A co na to Mickiewicz?
Kobieto! puchu marny! ty wietrzna istoto!
Postaci twojej zazdroszczą anieli,
A duszę gorszą masz, gorszą niżeli!…
Przebóg! tak ciebie oślepiło złoto!
I honorów świecąca bańka, wewnątrz pusta!

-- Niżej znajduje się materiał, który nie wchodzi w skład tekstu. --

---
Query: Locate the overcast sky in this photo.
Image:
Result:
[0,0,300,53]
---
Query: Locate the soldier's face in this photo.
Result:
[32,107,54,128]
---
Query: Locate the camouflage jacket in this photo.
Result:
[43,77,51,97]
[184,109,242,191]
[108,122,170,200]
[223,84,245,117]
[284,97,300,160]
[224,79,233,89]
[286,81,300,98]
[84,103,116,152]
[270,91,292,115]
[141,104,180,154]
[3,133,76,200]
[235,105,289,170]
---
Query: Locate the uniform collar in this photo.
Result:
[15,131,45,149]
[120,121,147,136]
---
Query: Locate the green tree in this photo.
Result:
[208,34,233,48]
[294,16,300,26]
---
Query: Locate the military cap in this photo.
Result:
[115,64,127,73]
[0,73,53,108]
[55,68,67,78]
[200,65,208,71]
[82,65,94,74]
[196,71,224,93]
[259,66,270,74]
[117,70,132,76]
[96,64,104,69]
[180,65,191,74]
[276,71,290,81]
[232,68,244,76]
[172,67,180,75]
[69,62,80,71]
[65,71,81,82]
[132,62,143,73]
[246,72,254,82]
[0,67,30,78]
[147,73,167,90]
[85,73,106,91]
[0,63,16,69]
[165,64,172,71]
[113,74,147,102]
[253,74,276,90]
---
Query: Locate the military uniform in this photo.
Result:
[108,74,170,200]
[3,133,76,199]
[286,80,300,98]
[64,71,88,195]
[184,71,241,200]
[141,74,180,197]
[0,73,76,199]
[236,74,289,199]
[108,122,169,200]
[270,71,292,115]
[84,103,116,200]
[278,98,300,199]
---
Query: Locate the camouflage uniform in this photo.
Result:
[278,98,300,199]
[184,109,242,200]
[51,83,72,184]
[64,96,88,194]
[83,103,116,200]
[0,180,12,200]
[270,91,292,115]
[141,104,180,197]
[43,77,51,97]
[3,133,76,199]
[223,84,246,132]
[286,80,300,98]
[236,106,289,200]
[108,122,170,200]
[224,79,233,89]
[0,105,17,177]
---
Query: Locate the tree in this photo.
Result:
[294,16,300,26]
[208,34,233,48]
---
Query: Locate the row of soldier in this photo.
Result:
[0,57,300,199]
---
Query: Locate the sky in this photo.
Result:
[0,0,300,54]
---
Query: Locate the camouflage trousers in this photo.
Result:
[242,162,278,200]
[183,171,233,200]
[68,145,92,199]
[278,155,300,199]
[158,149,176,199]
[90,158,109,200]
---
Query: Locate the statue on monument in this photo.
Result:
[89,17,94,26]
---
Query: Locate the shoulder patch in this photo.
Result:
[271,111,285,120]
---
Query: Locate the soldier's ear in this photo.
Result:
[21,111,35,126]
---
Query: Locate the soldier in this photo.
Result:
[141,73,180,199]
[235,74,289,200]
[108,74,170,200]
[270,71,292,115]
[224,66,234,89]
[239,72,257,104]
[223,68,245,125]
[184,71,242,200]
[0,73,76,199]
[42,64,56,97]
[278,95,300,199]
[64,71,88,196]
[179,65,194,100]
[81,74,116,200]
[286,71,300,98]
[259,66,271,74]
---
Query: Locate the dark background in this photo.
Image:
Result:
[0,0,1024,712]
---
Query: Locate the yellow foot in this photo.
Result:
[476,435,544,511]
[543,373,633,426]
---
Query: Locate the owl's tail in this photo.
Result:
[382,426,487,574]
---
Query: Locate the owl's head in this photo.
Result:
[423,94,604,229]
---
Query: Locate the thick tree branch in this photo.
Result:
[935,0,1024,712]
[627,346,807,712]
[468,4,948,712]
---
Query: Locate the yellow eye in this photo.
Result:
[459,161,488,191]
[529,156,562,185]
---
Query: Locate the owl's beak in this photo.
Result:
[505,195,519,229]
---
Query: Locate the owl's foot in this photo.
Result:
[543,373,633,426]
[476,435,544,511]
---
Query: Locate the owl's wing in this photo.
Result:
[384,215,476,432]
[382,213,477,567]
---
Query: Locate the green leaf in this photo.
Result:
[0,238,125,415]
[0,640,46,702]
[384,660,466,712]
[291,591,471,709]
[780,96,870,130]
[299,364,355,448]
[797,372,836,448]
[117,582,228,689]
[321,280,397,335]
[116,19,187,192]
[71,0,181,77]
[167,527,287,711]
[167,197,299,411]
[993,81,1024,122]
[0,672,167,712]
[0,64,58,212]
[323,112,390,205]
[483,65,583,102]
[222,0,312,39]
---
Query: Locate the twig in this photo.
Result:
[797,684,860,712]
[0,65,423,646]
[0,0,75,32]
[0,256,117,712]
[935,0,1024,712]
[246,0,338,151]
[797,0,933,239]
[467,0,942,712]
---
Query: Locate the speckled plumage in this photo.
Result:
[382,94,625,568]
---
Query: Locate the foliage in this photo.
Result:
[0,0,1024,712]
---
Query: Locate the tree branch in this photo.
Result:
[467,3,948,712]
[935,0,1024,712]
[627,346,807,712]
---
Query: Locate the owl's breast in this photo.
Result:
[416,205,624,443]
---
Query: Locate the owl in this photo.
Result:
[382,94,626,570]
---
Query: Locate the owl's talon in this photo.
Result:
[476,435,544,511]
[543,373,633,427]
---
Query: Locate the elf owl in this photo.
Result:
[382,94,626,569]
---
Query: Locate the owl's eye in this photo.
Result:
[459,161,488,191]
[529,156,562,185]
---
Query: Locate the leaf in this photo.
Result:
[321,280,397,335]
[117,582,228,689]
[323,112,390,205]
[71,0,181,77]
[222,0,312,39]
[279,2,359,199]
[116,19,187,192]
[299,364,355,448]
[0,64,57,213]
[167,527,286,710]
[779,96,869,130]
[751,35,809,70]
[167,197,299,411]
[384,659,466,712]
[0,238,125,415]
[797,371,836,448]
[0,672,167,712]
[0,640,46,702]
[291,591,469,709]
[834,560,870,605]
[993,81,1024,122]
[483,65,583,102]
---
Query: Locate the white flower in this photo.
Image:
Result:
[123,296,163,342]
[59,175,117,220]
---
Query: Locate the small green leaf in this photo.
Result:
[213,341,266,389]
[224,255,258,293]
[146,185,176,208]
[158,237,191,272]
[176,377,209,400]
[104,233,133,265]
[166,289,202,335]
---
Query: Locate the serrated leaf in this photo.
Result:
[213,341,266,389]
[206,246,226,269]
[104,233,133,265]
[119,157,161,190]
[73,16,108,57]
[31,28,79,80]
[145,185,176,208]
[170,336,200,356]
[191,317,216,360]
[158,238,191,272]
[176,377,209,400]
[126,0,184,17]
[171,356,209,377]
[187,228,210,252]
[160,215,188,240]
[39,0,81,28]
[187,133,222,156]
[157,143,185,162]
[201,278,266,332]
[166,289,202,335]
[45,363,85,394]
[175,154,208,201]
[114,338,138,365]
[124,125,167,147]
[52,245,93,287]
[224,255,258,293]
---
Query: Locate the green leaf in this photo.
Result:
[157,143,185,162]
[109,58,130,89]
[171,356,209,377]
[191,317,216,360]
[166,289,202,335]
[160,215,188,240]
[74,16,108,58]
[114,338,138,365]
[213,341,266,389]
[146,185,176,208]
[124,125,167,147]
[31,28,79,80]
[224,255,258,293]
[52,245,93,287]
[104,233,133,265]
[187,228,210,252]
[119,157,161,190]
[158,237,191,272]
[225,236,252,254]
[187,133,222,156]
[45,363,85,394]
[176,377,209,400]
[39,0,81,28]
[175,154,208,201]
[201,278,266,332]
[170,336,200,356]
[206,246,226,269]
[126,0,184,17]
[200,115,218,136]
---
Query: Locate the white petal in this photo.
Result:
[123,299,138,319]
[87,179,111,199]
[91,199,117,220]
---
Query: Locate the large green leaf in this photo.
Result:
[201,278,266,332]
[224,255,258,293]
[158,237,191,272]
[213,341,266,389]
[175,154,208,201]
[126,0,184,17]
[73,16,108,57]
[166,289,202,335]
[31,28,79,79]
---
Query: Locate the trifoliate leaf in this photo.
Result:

Bodaj!… Niech, czego dotkniesz, przeleje się w złoto;
Gdzie tylko zwrócisz serce i usta,
Całuj, ściskaj zimne złoto!
______
Ja, gdybym równie był panem wyboru,
I najcudniejsza postać dziewicza,
Jakiej Bóg dotąd nie pokazał wzoru,
Piękniejsza niżli aniołów oblicza,
Niżli sny moje, niżli poetów zmyślenia,
Niżli ty nawet… oddam ją za ciebie,
Za słodycz twego jedynego spojrzenia!
______
Ach, i gdyby w posagu
Płynęło za nią wszystkie złoto Tagu,
Gdyby królestwo w niebie,
Oddałbym ją za ciebie!
Najmniejszych względów nie zyska ode mnie,
Gdyby za tyle piękności i złota
Prosiła tylko, ażeby jej luby
Poświęcił małą cząstkę żywota,
Którą dla ciebie całkiem poświęca daremnie!